Nick & Toni's Penne Alla Vecchia Bettola (Penne w/ Vodka Sauce)
Recipe by Joseph Realmuto

Ingredients
1/4 cup good olive oil
1 medium Spanish onion, chopped
3 cloves of garlic, diced
1/2 teaspoon crushed red pepper flakes
1 1/2 teaspoons dried oregano
1 cup vodka
2 (28-ounce) cans peeled plum tomatoes
Kosher salt
Freshly ground black pepper
3/4 pound penne pasta
2 tablespoons fresh oregano
3/4 to 1 cup heavy cream
Grated Parmesan cheese

Directions
Preheat oven to 375 degrees F.

Heat the olive oil in a large oven proof saute pan over medium heat, add the onions and garlic and cook for about 5 minutes until translucent. Add the red pepper flakes and dried oregano and cook for 1 minute more. Add the vodka and continue cooking until the mixture is reduced by half.
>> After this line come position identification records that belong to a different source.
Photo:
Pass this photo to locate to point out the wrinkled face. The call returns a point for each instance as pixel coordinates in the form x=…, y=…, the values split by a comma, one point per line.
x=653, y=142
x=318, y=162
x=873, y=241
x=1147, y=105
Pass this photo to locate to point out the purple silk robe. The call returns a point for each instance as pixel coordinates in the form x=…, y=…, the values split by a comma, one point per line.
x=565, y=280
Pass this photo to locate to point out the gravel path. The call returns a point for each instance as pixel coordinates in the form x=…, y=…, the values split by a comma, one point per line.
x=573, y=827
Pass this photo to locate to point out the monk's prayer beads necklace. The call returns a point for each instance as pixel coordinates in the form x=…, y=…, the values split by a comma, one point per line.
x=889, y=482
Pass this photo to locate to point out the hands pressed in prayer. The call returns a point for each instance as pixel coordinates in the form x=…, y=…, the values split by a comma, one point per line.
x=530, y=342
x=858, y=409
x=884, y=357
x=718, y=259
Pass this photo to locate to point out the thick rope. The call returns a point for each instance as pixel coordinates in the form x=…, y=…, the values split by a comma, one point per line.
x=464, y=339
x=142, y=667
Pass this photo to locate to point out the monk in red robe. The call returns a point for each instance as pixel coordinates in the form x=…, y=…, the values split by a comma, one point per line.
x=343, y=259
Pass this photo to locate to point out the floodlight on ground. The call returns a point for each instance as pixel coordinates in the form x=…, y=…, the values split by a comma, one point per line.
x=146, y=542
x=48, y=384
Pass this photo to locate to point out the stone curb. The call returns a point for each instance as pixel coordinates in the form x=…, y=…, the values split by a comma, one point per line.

Meanwhile, drain the tomatoes through a sieve and crush them into the pan with your hands. Add 2 teaspoons salt and a pinch of black pepper. Cover the pan with a tight fitting lid and place it in the oven for 1 1/2 hours. Remove the pan from the oven and let cool for 15 minutes.
 Meanwhile, bring a large pot of salted water to a boil and cook the pasta al dente. Drain and set aside. 

Place the tomato mixture in a blender and puree in batches until the sauce is a smooth consistency. Return to the pan.

Reheat the sauce, add 2 tablespoons fresh oregano and enough heavy cream to make the sauce a creamy consistency. Add salt and pepper, to taste, and simmer for 10 minutes. Toss the pasta into the sauce and cook for 2 minutes more. Stir in 1/2 cup Parmesan. Serve with an additional sprinkle of Parmesan and a sprinkle of fresh oregano on each plate.